One of the crazy thoughts that I had last week was that about grid computing with Essbase. Somewhere among the scores of RSS feeds I consume, somebody said something to the effect that Google has the entire internet in memory. Huh? What? Hmm.
How would I go about meeting the Google challenge for Essbase? Well, it's quite obvious that way down in the internals level, there are very cool memory models that do smart paging from I/O that almost nobody ever uses. That's because nobody has, in the implementation world anyway, scoped out the efficiency of Essbase's caching system. Which is to say precisely this. I was instructed that Essbase guesses the proximity of one query to the next and sometimes pages in some guestimate blocks into virtual memory from disk and then flushes them back smartly after some time. This process can be tweaked by setting commit points etc. There's got to be somebody on this planet with a development tool that visualizes the efficiency of virtual memory models. They have to had pointed such a tool at Essbase at some point in its development. Boy would I like to get my hands on that.

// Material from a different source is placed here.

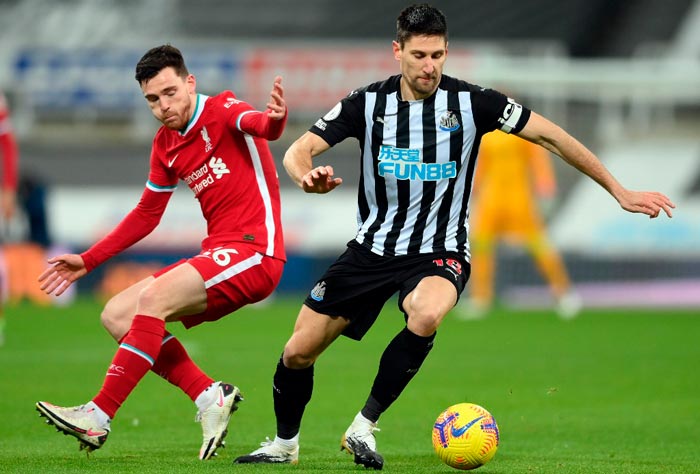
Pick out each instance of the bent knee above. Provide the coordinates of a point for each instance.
(297, 359)
(426, 323)
(116, 319)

So what if I had enough memory to handle an entire cube? OK that's a no brainer, just adjust the size of the cache to an obscenely large size and make sure nothing gets flushed so often. But what about huge cubes or a set of them? In that case, we already have transparent partitions and distributed OLAP. In other words, you can put a distributed cube across multiple Essbase servers and keep pieces of them 'in the air' so to speak - transparent partitions fully in memory. The only question is whether or not it's really efficient to get across n partitions on n servers, each with sufficient memory to keep the entire partition in fast RAM.
It turns out that the Essbase team has looking very specifically at enhancements to transparent partitions in the 11 release. This, ladies and gentlemen, actually gets my blood up. I don't know if this kind of gridding is what they had in mind, but I sure as hell want to try it out.
Imagine if you will, a nice 9 dimensional cube about 40GB large staged across four 64bit machines each with 12GB of RAM. You could easily get a queryable section of that distributed nicely. I mean even with that distributed services software you could have done that and query balanced stuff with disk redundancy, but what if you wanted to go super fast on calcs or queries and just keep the whole thing in RAM? Push a few levers and boom, the whole thing is 100% in RAM.
Now in order to go to the next level, you'd want to look at some automatic partitioning strategy, maybe even dynamic sized partitions. I've got to believe that the ASO engineers have looked very precisely at this problem because they know more ways to slice up multidimensional data than we mere mortals ever dream. And once again, in 11 it appears that they have looked very closely at how to get BSO partitions and ASO partitions on better speaking terms. Sounds delicious to me.
So one of these days, I'm going to have some lab time. Bwaahhahahah!